After a record crop of entries, the prize for this year’s most convoluted Christmas-referencing Commons intervention goes to Labour frontbencher Iain Wright who asked Vince Cable yesterday (and this is only a bowdlerised extract): “Given that this is the season of good will…will the Secretary of State ask for permission from his Minister of State at least to undo his electronic tag a notch or two and will not BIS and DECC ministers snuggle up together to watch Strictly, eggnog in hand, and promise to come back in 2013 determined to focus on British enterprise… not departmental infighting and ministerial surveillance?”

The point behind this impenetrable stream of consciousness is that the Vince Cable/Michael Fallon show is a silkier version of the one operated on that other Lib Dem/Tory front line by the Energy Secretary, Ed Davey, and the irrepressible John Hayes. As the Business Secretary’s Tory high command-appointed commissar, Fallon is smoother – and cleverer – than Hayes. But it was Fallon who confided in the Institute of Directors last month that Cable “slips his electronic tag occasionally”.

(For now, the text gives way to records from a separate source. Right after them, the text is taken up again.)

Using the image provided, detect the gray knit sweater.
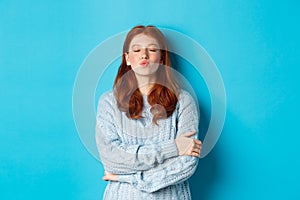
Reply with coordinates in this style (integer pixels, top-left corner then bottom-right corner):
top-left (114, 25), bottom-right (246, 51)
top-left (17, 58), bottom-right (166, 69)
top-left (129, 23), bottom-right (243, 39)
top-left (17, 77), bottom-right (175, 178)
top-left (96, 90), bottom-right (199, 200)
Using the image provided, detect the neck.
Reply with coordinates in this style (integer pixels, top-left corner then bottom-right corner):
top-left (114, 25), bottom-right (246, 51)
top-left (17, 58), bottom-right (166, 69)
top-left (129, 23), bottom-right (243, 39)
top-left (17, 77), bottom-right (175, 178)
top-left (136, 75), bottom-right (156, 95)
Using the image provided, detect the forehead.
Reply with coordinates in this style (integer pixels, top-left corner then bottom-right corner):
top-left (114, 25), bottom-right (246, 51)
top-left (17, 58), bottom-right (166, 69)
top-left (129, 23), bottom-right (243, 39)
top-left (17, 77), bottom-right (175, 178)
top-left (129, 33), bottom-right (159, 47)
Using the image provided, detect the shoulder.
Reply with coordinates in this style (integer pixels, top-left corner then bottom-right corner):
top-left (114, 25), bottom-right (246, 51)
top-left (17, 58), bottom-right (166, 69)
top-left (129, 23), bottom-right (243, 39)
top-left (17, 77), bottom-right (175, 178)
top-left (178, 89), bottom-right (196, 105)
top-left (98, 91), bottom-right (116, 111)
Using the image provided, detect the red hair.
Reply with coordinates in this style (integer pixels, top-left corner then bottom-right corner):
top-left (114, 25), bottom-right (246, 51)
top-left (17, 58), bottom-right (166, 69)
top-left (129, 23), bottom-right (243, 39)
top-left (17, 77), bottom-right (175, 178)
top-left (114, 26), bottom-right (180, 125)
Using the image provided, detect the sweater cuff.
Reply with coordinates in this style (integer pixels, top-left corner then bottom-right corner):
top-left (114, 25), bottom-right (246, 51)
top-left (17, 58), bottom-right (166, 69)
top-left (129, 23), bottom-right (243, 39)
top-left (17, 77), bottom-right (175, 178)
top-left (161, 140), bottom-right (178, 160)
top-left (118, 174), bottom-right (135, 184)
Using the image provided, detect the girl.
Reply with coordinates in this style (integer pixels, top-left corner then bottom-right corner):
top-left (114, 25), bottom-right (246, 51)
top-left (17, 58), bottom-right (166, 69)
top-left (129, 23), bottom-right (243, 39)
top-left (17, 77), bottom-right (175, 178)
top-left (96, 26), bottom-right (202, 200)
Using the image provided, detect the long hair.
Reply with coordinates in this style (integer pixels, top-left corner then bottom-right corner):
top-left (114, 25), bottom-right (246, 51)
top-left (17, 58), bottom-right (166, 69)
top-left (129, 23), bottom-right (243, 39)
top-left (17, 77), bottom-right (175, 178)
top-left (114, 26), bottom-right (180, 125)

The difference, at least in style, is palpable. Cable has a downbeat manner which hints at vestiges of sympathy with the opposite benches. Yes, there was “a lot of distress” in the construction industry, he said at Business Questions yesterday. But there was “some indication” of orders improving. Fallon, by contrast, jumped straight down the throat of Labour’s Barry Sheerman when he criticised the Treasury for not showing more “leadership” in promoting manufacturing industry. He should re-read the Autumn Statement, Fallon said.

Yet Fallon has impeccable credentials as an arch-Thatcherite who grew up politically in the 1980s financial services “big bang” era when government help for manufacturing was anathema and when the news that more people were employed by McDonald’s than in shipbuilding was something to celebrate. When Michael Heseltine arrived at what was then the Department of Trade and Industry in 1992 he asked the officials what the strategy was and was told: “We’re not allowed to use that word.” Now, even on the government benches, all the talk is of “rebalancing” the economy post-crash and of “industrial strategy” .

True, Fallon did not use the latter term yesterday. But he seemed happy to boast of the government’s £1.5bn extension of credit for smaller exporting companies. Which only shows what a pro he is.

That said, Cable’s Lib Dem Employment Minister, Jo Swinson, managed to escape her own “electronic tag”. Slapping down Tory backbencher John Baron’s call to forbid strikes supported by fewer than 50 per cent of members eligible to vote, she pointed out that the police commissioner covering Baron’s constituency had been elected “on 6.6 per cent of the vote”. Swinson 1 Baron nil.